The library’s search for software to support metadata creation served as the topic of two posts of mine from late last year, A Metadata Tool that Scales, and Grand Metadata Tool Ideas. Those posts discussed our internal process and analysis, and engaged in some “guilt-free big thinking.” This post will report on our progress since we broke for the winter holidays. While much conjecture remains in what follows, we gave real progress to report, which I plan to do in three parts over the next week or so.
Last fall, we completed a successful job search for two programmers to support the project. We were thrilled to bring on two talented and experienced individuals. Lead Programmer Dave Kennedy comes to us from the University of Maryland, where managed the Office of Digital Collections and Research. User Experience Developer TJ Ward made the move from the on-demand self-publishing outfit Lulu. Dave, TJ and I serve as principal developers for the project, with an extended team that includes other members of IT staff in the library.

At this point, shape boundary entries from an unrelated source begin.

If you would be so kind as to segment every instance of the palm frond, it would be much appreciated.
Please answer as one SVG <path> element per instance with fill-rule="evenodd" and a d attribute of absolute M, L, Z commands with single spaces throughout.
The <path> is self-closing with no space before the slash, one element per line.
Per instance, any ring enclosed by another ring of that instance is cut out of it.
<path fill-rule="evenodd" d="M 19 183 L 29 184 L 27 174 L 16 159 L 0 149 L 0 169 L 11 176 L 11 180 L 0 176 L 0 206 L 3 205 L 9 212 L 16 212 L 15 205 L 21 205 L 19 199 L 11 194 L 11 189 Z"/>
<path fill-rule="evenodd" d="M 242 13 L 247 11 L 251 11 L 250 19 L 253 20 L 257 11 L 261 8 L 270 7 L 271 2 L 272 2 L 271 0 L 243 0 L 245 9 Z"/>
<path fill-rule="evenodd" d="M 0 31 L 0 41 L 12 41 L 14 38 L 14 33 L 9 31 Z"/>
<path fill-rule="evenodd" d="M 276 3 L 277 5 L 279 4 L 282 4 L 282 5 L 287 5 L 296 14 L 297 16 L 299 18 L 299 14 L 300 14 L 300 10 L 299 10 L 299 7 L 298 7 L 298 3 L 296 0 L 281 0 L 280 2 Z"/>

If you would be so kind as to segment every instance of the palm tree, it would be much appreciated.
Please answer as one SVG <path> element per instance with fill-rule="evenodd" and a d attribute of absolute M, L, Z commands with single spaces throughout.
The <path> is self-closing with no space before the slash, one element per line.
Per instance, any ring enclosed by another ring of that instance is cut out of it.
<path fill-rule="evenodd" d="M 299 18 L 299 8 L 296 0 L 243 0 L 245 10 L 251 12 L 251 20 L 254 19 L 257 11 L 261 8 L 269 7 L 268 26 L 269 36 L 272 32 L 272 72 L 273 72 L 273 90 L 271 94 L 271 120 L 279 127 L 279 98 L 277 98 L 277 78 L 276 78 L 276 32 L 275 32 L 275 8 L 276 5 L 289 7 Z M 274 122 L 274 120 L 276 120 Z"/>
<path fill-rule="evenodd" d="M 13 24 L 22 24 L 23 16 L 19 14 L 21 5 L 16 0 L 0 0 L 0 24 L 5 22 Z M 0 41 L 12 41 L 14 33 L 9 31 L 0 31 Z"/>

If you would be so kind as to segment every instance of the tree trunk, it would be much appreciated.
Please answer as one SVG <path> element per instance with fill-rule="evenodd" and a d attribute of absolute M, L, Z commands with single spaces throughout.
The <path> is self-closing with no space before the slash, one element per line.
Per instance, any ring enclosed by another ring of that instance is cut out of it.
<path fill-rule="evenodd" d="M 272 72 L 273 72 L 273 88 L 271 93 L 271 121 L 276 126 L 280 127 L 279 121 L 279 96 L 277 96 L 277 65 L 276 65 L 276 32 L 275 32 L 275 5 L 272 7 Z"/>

As the team formed, we took the critical step of fixing a name to the project — Trident, which we chose for a number of reasons that sounded good at the time. First, we call our home-cooked front-end platform for digital collections Tripod, for its three-legged architecture. Use of the “Tri-” formulation evokes Duke’s history, and the trident imagery its school mascot. Additionally, I am known to use a water metaphor to talk about metadata, which goes as follows: “Metadata flows from librarians to patrons like water to the sea. It is inevitable and inexorable. You don’t want to stop it, and you couldn’t if you did. What you do is engineer the landscape so that it meanders instead of floods, and serves as a nourishing resource, not a destructive force.” The trident, of course, is the tool with which Poseidon controls the seas. Finally, Wikipedia informs us that Bill Brasky used a trident to kill Wolfman Jack. Thanks, Wikipedia!
While metadata creation is a major part of Project Trident, the team has a broader charge related to the creation and management of digital collections. Two of our high-level objectives, then, are 1) to support the creation of metadata for digital collections at Duke University Libraries and 2) to establish a digital repository for digitized materials. We see engagement with the library community at large as an important way of approaching these objectives, to promote both the long-term health of the project, and the library’s profile. With these objectives and this approach in mind, the team has engaged in an intensive phase of analysis and design since coming together.
The documentation produced by the team now resides on a Trac wiki; while it remains private for the time being, here I’ll share some of the key design documents, exported to PDF’s (where the formatting provided by the exporter is a little flaky):
- Trident Architecture Diagram
- Trident System Entities
- Trident API Methods (Overview)
- Trident API Methods (Detailed)
- Trident Users
- Trident User Stories
The first document is a high-level diagram of the architecture we are using. Continuing the rule of three, we formulated a triune architecture: Repository, Editor, Index. Speaking in general terms, the functions of the three modules are:
- Repository — Stores things like metadata and digitized objects. Also, maintains information about their relationships with one another.
- Editor — Changes metadata and sends it back to repository. Also, manages the organization and arrangement of digitized objects.
- Index — Produces lists of things in the repository based on arbitrary criteria.
Our specifications essentially treat the Editor as a client of the Repository, and the Repository not as an implementation, but as an API with RESTful bindings. The Index has one API method associated with it, Find, and a messaging service manages communication between the Repository and the Index.
We took this approach to promote the modularity of the Editor tool. Other organizations or institutions may choose to implement the RESTful API “on top of” their local repository implementation, and adopt the Trident Editor for their own needs. We intend to implement our Repository module using Fedora, but the Editor module should be reusable with a variety of repository platforms.
We have chosen to implement the Editor using the Django framework, in part because we already use and support it in the library, and we can take advantage of staff experience and expertise with Python. It’s also a common platform, so we believe that it will promote the reusability of the Editor.
For the Index, we will continue our use of SOLR, one of the legs in the Tripod architecture.
We also work under the assumption of Django implementations of the Repository and Index API’s, perhaps minimal but functional enough that they can bundle with the tool and enable it to stand alone. The implementation of the Repository and Index API’s in Django may be the pieces of the project for which we appeal to development partners.
Finally, we hope to be able to release our code and open up the project. We are still working out the details with the university’s administration, but we hope that more information will be forthcoming soon.
This post represents the first of three parts which I plan for the next week or so. Next: the Metadata Application Profile.
Nice work, Will. One question… is the indexing component of Trident meant to only address metadata management and administration needs (i.e., to help metadata creators find existing records and avoid duplication), or will also power front-end digital collection searching? To put it a different way, how do you expect your front-end digital collection apps will interface with Trident?
Thanks, Tito. Yes, the index should work with the front end for digital collections. I do expect the front end to use the repository API to access the contents of digital collections. In fact, I hope that implementation of the repository will open up the digital collections to a wider variety of publishing possibilities than we have now.